Quickstart

A normal Splitgraph installation consists of two components: the Splitgraph engine and the Splitgraph client.

The engine is a Docker container with a customized version of PostgreSQL running on it. This is where cached images are stored.

The client is a Python commandline tool that interacts with the engine.

Most functionality is implemented in the client and to any other application, the engine is just another PostgreSQL database: it can interact with it by querying tables and writing to them as usual.

To run this demo, you will need to either be able to run Docker (to use the official Splitgraph engine) or have access to a PostgreSQL (> 9.6) database (in which case some functionality won’t be available).

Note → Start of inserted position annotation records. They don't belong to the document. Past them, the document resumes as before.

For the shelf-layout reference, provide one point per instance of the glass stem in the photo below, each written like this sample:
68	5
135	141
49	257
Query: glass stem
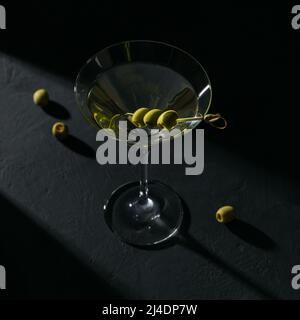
144	175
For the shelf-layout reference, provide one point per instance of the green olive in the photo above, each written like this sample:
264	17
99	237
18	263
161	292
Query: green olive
60	130
41	97
101	120
225	214
168	119
138	116
150	118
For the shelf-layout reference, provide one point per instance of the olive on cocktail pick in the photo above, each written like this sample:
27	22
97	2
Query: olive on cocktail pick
167	119
151	117
137	118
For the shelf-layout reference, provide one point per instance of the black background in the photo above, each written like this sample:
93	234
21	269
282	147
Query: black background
251	54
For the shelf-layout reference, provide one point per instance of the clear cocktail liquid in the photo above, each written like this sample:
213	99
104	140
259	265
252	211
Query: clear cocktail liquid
125	88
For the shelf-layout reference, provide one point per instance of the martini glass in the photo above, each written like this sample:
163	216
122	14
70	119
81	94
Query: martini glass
117	81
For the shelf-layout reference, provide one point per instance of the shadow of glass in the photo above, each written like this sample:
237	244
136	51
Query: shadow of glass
56	110
251	235
79	146
38	266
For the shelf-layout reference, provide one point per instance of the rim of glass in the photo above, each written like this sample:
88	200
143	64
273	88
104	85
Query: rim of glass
147	41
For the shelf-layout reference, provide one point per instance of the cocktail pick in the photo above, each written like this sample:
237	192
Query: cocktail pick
168	119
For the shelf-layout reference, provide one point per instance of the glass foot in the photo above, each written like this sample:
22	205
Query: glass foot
141	220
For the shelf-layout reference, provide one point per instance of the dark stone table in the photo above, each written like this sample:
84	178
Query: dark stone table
53	238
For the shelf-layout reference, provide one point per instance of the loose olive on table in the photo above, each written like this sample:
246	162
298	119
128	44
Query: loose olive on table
225	214
60	130
41	97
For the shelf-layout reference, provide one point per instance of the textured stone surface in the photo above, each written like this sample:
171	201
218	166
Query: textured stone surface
55	242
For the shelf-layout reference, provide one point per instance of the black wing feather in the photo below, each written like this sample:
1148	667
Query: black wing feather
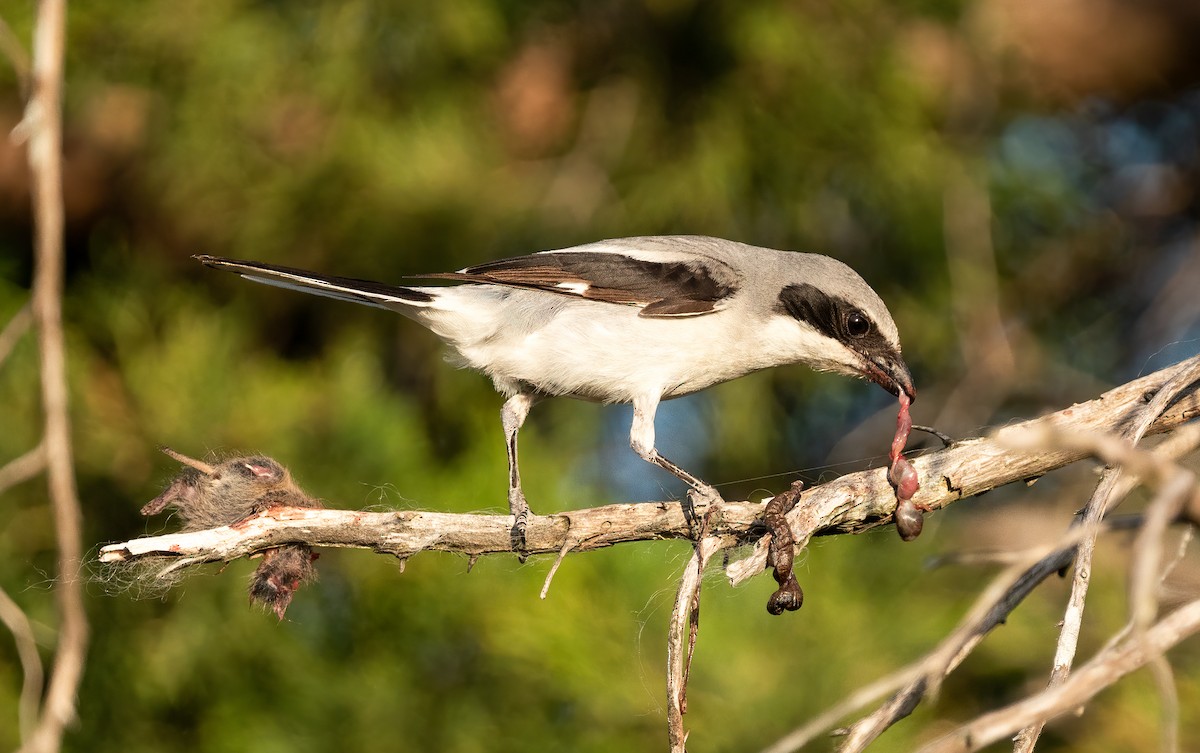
675	288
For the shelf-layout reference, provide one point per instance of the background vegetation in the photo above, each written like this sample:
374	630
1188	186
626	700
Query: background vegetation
1019	184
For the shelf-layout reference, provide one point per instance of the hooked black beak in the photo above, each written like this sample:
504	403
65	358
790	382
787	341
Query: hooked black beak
892	374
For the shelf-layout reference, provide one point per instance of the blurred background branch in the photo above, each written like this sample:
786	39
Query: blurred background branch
42	128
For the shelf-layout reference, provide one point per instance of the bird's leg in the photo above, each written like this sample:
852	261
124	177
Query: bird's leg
513	416
641	439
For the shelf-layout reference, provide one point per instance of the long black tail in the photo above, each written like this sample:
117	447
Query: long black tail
393	297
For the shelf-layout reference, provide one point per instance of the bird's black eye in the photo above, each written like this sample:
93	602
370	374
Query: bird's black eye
857	324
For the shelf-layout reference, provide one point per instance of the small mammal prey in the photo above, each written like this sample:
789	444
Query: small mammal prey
634	320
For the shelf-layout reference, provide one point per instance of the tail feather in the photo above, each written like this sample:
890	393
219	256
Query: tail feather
393	297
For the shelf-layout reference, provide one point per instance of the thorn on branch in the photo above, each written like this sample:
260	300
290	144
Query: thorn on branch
781	554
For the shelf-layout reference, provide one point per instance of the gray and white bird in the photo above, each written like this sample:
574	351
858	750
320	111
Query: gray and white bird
634	320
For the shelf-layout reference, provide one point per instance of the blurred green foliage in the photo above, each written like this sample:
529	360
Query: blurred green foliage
375	139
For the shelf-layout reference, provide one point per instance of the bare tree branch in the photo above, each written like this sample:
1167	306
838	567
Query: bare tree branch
43	127
1103	670
682	638
13	331
1095	511
22	469
1027	568
15	619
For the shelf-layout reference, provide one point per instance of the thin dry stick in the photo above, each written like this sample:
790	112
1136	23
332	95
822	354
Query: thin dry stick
1095	511
13	331
1103	670
24	468
16	54
43	126
682	638
1042	437
568	544
973	630
15	619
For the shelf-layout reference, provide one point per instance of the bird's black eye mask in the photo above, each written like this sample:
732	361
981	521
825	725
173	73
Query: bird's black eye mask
834	317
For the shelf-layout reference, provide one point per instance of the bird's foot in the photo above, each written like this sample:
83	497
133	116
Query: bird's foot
520	511
697	506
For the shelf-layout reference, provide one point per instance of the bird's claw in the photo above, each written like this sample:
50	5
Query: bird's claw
520	511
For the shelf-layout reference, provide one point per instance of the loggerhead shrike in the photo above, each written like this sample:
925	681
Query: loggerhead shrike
634	320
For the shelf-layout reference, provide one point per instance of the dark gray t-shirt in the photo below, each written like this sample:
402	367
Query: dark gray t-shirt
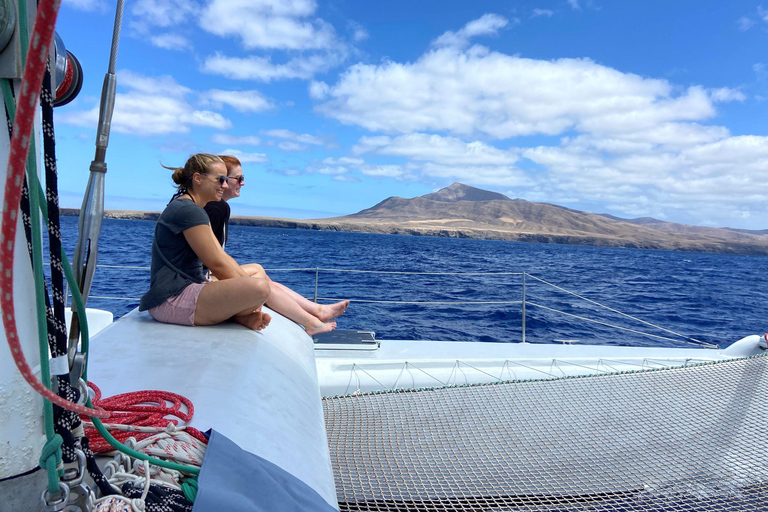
165	280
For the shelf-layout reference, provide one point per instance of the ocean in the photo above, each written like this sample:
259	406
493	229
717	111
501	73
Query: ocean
712	298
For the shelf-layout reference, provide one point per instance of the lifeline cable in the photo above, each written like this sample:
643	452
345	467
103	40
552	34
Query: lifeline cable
34	68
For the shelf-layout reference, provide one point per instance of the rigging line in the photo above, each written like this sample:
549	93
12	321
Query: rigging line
129	267
594	368
621	328
422	273
532	368
423	302
481	371
356	367
116	298
428	374
615	310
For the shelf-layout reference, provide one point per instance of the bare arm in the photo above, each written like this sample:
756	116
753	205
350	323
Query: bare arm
202	240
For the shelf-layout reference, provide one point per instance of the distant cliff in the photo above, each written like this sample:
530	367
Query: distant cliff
461	211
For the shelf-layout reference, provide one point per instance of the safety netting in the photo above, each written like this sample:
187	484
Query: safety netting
676	439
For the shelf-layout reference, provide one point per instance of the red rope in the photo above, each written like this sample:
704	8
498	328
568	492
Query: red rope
141	409
34	69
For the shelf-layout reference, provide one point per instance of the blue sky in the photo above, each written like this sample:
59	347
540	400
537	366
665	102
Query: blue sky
634	108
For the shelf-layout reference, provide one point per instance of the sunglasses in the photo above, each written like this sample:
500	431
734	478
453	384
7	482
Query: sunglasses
219	177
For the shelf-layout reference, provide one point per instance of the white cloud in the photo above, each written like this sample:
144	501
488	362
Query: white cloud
762	13
232	140
488	24
148	16
269	24
640	145
170	41
745	23
242	101
302	138
150	106
318	90
384	171
291	146
481	93
435	148
345	160
87	5
264	70
725	94
542	12
358	31
246	158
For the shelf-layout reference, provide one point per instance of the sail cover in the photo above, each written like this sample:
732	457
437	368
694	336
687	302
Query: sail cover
686	438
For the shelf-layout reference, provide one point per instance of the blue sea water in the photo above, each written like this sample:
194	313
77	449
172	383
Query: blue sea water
710	297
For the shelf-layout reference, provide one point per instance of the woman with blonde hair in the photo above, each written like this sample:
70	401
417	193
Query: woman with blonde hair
315	318
179	292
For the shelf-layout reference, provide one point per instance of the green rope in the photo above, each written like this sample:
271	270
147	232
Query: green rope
77	299
138	455
38	204
39	280
42	323
189	488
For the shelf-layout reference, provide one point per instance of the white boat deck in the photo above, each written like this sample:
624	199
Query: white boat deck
257	388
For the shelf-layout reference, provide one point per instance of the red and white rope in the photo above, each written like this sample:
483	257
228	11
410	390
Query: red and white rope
34	70
141	414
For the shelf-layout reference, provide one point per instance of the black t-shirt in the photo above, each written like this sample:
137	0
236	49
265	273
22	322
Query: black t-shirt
218	212
170	246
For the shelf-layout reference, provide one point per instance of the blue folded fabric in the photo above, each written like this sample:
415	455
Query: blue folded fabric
234	480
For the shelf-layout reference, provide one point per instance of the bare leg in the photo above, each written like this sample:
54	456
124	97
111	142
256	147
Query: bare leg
240	298
284	304
324	312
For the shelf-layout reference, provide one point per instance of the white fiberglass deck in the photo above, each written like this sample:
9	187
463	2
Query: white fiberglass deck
257	388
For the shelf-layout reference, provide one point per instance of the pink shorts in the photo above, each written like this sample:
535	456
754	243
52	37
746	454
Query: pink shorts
179	309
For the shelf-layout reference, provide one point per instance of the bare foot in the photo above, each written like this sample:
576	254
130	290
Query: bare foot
256	320
321	327
330	311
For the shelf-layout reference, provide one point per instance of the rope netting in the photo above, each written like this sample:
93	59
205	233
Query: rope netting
686	438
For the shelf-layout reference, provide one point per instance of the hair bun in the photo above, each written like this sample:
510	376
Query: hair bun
178	176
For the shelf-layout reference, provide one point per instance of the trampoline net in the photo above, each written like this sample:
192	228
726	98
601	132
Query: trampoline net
688	438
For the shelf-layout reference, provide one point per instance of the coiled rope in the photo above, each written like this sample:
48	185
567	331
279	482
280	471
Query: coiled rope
132	411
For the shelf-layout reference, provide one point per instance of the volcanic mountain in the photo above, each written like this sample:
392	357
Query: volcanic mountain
468	212
461	211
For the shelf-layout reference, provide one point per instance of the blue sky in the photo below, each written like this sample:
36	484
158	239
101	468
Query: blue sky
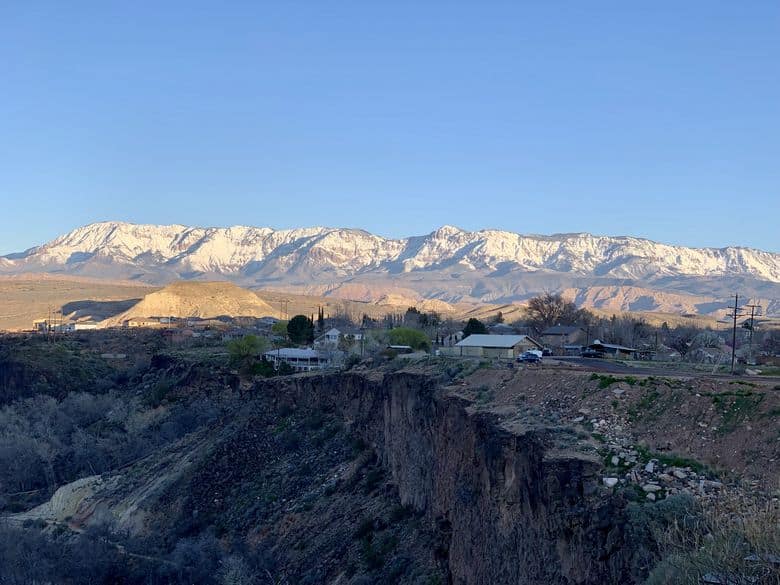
655	119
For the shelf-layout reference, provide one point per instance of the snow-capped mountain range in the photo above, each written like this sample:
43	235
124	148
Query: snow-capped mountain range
449	263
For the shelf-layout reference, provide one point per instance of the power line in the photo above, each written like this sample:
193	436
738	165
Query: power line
736	312
755	311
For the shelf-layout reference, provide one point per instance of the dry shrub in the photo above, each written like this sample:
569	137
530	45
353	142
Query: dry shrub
734	540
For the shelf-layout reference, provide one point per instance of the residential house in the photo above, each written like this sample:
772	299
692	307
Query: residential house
302	360
559	336
495	346
332	337
613	350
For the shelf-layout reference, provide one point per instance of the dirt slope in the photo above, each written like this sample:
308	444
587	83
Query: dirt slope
199	299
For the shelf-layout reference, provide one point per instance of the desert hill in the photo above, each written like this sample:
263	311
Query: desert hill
449	264
198	299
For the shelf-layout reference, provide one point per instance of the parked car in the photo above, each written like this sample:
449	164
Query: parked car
529	357
593	353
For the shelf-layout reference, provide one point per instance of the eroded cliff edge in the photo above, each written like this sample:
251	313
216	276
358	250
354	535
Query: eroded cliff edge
517	503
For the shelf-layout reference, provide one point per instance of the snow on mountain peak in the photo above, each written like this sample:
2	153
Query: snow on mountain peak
239	250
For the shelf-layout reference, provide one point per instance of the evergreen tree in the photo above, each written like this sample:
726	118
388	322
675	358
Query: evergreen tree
474	326
300	329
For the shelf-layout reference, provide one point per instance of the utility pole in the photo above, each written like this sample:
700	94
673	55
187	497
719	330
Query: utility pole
736	313
755	311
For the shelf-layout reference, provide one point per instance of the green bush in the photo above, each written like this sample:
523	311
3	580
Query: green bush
411	337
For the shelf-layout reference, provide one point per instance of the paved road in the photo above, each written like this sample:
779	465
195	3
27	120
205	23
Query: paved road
613	367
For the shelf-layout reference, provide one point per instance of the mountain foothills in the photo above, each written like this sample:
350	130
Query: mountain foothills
448	264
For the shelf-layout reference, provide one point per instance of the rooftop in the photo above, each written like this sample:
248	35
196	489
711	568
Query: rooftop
561	330
483	340
293	353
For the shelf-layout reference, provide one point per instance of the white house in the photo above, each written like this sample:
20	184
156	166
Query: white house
330	339
495	346
301	360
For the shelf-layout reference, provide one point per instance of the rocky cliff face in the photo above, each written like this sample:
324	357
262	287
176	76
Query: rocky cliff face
513	509
484	498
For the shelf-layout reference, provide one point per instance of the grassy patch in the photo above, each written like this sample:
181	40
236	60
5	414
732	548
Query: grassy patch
735	408
645	406
673	460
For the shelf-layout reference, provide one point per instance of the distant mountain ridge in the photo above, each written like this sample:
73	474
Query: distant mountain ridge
449	264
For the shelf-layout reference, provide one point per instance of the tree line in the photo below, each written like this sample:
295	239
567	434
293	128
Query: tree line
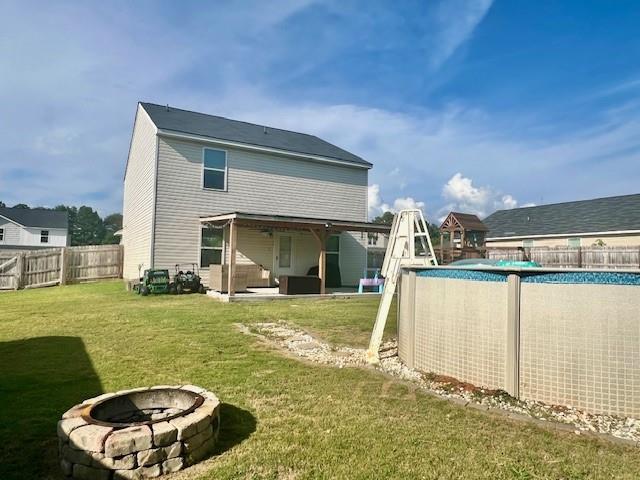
86	227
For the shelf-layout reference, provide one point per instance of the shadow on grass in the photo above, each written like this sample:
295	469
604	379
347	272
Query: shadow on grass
236	425
40	378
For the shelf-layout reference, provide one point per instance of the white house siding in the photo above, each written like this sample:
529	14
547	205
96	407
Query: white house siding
256	183
139	189
11	233
18	236
30	236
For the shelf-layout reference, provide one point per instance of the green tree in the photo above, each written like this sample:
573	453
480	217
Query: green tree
72	212
88	228
112	223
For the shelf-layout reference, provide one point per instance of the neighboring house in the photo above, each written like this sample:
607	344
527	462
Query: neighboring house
611	221
191	176
23	228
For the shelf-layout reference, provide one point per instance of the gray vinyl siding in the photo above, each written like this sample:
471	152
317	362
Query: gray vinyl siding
139	189
256	183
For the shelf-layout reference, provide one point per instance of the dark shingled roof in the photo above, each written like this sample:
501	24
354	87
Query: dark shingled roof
36	218
184	121
598	215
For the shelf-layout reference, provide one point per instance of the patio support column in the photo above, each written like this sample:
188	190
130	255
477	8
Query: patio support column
233	237
321	237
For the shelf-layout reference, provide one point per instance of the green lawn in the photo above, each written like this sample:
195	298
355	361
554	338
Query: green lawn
282	418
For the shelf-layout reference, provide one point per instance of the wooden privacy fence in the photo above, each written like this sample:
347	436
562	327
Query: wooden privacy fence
58	266
572	257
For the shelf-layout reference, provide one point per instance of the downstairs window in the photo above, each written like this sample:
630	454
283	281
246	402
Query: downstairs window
211	247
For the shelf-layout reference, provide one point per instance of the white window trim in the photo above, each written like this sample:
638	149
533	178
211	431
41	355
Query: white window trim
223	248
327	252
226	169
579	239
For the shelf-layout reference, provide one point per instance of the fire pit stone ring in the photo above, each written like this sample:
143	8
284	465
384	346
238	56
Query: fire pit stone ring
138	433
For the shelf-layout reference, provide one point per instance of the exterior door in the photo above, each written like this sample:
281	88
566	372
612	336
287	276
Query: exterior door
283	254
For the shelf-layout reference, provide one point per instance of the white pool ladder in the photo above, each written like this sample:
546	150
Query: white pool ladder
408	227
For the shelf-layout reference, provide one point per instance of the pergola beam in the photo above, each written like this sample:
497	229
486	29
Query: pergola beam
233	240
321	238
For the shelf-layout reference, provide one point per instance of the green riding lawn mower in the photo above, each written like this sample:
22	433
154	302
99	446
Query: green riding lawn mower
157	281
187	282
153	281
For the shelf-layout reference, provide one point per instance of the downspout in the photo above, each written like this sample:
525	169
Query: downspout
155	204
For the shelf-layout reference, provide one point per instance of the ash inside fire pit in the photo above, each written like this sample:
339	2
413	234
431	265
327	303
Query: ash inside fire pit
139	433
144	407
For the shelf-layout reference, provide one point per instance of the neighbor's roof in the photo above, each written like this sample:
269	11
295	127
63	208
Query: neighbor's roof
220	128
28	217
468	221
599	215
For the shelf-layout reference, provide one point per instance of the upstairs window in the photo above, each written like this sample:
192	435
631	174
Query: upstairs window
574	242
214	175
211	247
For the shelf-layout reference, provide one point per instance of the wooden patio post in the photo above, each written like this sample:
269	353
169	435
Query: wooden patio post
321	237
233	237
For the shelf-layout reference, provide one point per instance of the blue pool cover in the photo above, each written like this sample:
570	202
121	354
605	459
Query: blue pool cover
607	278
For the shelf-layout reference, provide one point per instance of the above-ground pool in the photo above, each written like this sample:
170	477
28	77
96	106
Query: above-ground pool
560	337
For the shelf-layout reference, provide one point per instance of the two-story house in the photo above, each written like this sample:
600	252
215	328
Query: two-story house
209	190
24	228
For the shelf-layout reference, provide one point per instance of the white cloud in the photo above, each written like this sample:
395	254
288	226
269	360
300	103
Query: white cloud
377	206
462	195
71	101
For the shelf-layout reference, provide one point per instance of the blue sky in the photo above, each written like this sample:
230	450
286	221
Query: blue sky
465	104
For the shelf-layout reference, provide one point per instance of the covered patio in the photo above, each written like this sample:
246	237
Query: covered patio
319	229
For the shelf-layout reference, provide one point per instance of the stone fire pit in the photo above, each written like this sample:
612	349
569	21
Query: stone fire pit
139	433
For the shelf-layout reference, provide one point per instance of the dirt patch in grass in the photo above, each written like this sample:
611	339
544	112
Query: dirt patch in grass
303	345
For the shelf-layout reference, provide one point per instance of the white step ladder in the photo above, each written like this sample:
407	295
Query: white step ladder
408	226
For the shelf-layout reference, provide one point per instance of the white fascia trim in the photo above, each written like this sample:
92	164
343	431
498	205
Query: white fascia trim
155	131
246	146
13	221
562	235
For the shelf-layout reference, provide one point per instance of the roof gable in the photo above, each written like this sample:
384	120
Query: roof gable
467	221
28	217
598	215
220	128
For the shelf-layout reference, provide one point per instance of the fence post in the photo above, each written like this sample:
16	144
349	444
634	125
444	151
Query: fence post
20	265
579	257
64	261
512	363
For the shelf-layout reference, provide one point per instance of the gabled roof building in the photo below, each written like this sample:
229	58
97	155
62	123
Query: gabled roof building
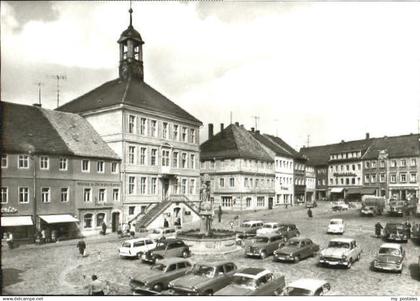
157	140
240	170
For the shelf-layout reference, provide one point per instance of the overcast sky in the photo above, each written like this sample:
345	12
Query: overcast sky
333	71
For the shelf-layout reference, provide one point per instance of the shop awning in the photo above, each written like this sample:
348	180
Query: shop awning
12	221
368	191
55	219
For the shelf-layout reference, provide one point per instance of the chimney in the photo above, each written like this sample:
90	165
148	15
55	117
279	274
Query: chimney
210	130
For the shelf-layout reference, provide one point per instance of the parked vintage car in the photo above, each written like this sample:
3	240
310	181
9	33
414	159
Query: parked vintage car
160	233
307	287
205	279
254	282
336	226
296	249
340	206
264	245
341	251
248	229
167	248
136	247
415	232
389	258
158	277
268	228
288	230
396	232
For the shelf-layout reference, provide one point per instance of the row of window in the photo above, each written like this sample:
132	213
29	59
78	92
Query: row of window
63	163
143	156
213	164
150	185
346	167
372	178
346	155
150	127
228	201
284	164
345	181
89	220
24	197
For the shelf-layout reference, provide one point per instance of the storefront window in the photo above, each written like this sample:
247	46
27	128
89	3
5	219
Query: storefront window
100	217
87	221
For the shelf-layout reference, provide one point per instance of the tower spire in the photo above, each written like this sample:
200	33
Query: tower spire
131	17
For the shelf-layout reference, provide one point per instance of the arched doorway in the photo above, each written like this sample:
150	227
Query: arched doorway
115	221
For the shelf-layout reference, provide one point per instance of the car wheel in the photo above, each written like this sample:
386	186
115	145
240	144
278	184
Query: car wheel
158	287
185	254
208	293
263	254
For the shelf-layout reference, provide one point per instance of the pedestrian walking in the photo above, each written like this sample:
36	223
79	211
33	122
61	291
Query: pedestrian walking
43	236
309	213
96	287
103	228
378	229
132	230
10	240
81	245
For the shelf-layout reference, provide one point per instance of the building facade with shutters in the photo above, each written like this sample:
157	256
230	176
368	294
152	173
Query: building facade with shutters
49	160
156	139
241	172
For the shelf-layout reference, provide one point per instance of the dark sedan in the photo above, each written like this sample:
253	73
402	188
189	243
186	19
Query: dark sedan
296	249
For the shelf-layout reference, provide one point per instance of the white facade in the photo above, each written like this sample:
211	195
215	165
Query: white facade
160	155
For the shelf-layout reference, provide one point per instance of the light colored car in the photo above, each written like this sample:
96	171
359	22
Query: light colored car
390	258
307	287
205	279
340	206
158	277
268	228
160	233
336	226
254	282
136	247
341	251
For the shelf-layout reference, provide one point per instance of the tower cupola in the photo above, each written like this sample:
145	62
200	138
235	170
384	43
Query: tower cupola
131	53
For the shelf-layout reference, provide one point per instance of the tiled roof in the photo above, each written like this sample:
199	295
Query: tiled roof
232	143
396	147
267	142
130	92
42	131
79	135
287	147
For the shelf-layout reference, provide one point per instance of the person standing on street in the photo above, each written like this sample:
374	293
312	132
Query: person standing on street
81	245
309	213
378	229
10	240
96	287
103	228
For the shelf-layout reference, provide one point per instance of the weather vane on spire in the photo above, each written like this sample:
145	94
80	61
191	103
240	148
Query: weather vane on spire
130	11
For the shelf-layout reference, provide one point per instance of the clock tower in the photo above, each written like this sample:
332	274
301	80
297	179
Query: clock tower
131	53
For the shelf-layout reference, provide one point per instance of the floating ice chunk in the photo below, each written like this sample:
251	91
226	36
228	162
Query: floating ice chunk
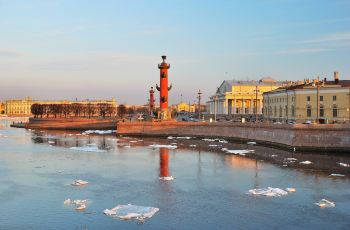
187	138
79	183
80	205
325	204
99	132
210	140
127	212
270	192
164	146
291	190
166	178
344	165
88	149
305	162
336	174
239	152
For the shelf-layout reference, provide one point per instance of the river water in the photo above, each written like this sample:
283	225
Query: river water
209	190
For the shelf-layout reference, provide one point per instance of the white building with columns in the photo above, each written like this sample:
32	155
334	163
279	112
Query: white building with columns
241	97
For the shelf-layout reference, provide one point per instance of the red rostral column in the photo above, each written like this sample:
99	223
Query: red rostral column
151	101
164	163
164	89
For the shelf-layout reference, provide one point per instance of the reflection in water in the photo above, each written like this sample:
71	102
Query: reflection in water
103	142
245	163
164	163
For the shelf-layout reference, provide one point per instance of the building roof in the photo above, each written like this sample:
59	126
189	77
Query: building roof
339	84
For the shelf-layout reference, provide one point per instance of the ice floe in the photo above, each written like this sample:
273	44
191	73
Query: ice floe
241	152
269	191
166	178
305	162
344	165
89	148
79	183
186	138
291	190
127	212
336	174
325	204
164	146
80	205
98	132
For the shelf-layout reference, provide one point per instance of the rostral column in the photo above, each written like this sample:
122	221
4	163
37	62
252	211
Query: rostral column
164	113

Installing and configuring Splitgraph

sgr, the Splitgraph command line client and library can be installed either from GitHub or from pip:

pip install --index-url https://test.pypi.org/simple/ splitgraph

Official Splitgraph engine

Use Docker to pull and start the engine:

docker run -d \
-e POSTGRES_PASSWORD=supersecure \
-p 5432:5432 \
splitgraph/driver

By default, sgr is configured to speak to the engine running on localhost:5432 with a superuser account called sgr and a password supersecure against a database called splitgraph. To complete the installation, run:

sgr init

Local Postgres

If you don’t want or can’t use Docker, you can also run sgr against any other Postgres database. This will mean that you won’t be able to push/pull images to other Splitgraph engines or mount other databases (since it requires the Postgres Foreign Data Wrapper extensions to be installed), but it won’t prevent you from following the instructions in this demo.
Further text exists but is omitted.